Promising 5-year survival rates with pembrolizumab in advanced melanoma 

15 Feb 2019

Prof Richard Kefford

Five-year survival rates for patients with advanced melanoma treated with pembrolizumab (Keytruda) are 34%, according to the longest follow-up study to date.

Results from the international KEYNOTE-001 study involving 655 patients also show an estimated five-year overall survival rate of 41% for treatment-naïve patients with the PD-1 inhibitor.

Published in the Annals of Oncology, the results represent the longest follow-up data for the immunotherapy, according to a team of study investigators that included Australian oncologists.

The study also showed positive responses in two of four patients receiving second course pembrolizumab.

In the study, adult patients with advanced/metastatic melanoma received pembrolizumab at doses of 2mg or 10mg/kg every two to three weeks.

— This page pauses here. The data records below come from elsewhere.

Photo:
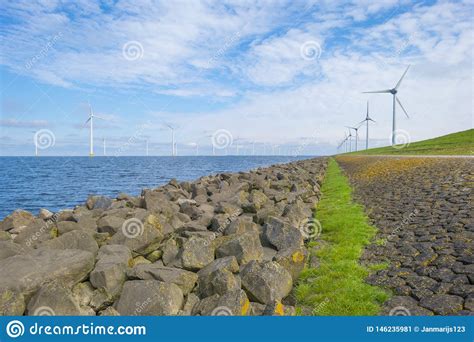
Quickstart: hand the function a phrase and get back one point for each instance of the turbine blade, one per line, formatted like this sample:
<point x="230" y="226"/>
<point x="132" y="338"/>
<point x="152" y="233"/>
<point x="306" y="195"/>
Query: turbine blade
<point x="399" y="102"/>
<point x="376" y="91"/>
<point x="401" y="78"/>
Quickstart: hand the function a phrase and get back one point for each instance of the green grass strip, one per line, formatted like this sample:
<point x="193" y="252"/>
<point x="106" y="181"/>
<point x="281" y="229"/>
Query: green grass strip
<point x="337" y="286"/>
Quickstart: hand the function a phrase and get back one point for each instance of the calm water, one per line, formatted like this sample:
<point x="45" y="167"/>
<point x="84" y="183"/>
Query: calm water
<point x="57" y="183"/>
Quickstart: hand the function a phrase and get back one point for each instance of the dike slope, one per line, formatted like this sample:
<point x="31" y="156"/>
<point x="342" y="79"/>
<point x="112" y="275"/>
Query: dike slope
<point x="228" y="244"/>
<point x="423" y="210"/>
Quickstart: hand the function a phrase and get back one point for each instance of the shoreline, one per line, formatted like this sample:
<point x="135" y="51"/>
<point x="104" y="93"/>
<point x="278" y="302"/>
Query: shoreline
<point x="202" y="245"/>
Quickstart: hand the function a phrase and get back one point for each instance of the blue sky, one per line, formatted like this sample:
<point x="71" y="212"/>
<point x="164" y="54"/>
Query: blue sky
<point x="282" y="76"/>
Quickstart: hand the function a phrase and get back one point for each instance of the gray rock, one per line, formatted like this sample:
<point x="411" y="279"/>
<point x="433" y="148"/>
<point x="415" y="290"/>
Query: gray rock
<point x="17" y="220"/>
<point x="184" y="279"/>
<point x="234" y="303"/>
<point x="12" y="303"/>
<point x="292" y="260"/>
<point x="73" y="240"/>
<point x="67" y="226"/>
<point x="35" y="233"/>
<point x="109" y="311"/>
<point x="149" y="298"/>
<point x="242" y="225"/>
<point x="9" y="248"/>
<point x="196" y="253"/>
<point x="265" y="281"/>
<point x="110" y="224"/>
<point x="137" y="235"/>
<point x="282" y="235"/>
<point x="110" y="270"/>
<point x="443" y="304"/>
<point x="244" y="247"/>
<point x="98" y="202"/>
<point x="45" y="214"/>
<point x="55" y="299"/>
<point x="27" y="273"/>
<point x="191" y="301"/>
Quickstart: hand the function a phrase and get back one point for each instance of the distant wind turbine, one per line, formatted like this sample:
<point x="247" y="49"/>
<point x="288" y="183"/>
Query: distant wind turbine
<point x="356" y="129"/>
<point x="394" y="92"/>
<point x="173" y="144"/>
<point x="366" y="120"/>
<point x="349" y="138"/>
<point x="91" y="134"/>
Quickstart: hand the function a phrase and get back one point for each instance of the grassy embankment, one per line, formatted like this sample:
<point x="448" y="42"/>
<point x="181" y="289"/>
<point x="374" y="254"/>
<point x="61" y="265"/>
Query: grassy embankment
<point x="460" y="143"/>
<point x="337" y="286"/>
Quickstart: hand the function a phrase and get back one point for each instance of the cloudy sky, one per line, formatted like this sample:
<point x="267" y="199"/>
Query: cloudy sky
<point x="274" y="76"/>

After a median follow up of 55 months the estimated five-year progression free survival (PFS) was 21% in all patients and 29% in treatment naïve patients.

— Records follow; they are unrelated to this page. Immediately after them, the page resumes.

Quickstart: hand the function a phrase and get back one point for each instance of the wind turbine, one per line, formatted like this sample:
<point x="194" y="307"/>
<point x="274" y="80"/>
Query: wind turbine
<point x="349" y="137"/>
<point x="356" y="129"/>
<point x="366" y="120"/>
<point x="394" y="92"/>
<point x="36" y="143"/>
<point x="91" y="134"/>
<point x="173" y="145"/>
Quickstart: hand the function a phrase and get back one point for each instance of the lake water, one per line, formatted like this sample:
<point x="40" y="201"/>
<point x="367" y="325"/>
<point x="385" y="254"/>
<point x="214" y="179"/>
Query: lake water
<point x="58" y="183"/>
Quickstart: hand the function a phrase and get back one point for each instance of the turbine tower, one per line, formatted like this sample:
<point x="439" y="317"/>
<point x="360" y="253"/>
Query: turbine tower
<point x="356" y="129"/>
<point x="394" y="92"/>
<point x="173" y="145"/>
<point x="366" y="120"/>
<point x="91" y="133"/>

Among all 655 treated patients, 104 (16%) achieved complete response (CR), 163 (25%) achieved partial response (PR) and 156 (24%) achieved stable disease, for a disease control rate of 65%.

Response was  ongoing in 89% (n = 93) of patients overall who achieved CR, and in 63% (n = 102) of patients who achieved PR. The percentage of patients with an ongoing response (92%) was higher in those who were treatment-naïve.

The study investigators said the estimated five year overall survival rates seen with pembrolizumab compared favourably with those seen in trials of ipilimumab (12.3%-28.4%) and nivolumab (34% after 45 months). The study also confirmed the tolerability of pembrolizumab, with no new safety signals compared to previous shorter term follow-up studies.

And although patient numbers were low, the KEYNOTE-001 findings for second-course pembrolizumab compared favourably with other immunotherapies, said the study investigators, including Professor Richard Kefford, Professor of Cancer Medicine at Macquarie University and a Consultant Medical Oncologist at Westmead Hospital, Sydney.

The results “confirm the durable anti-tumour activity of pembrolizumab in advanced and metastatic melanoma”, they concluded.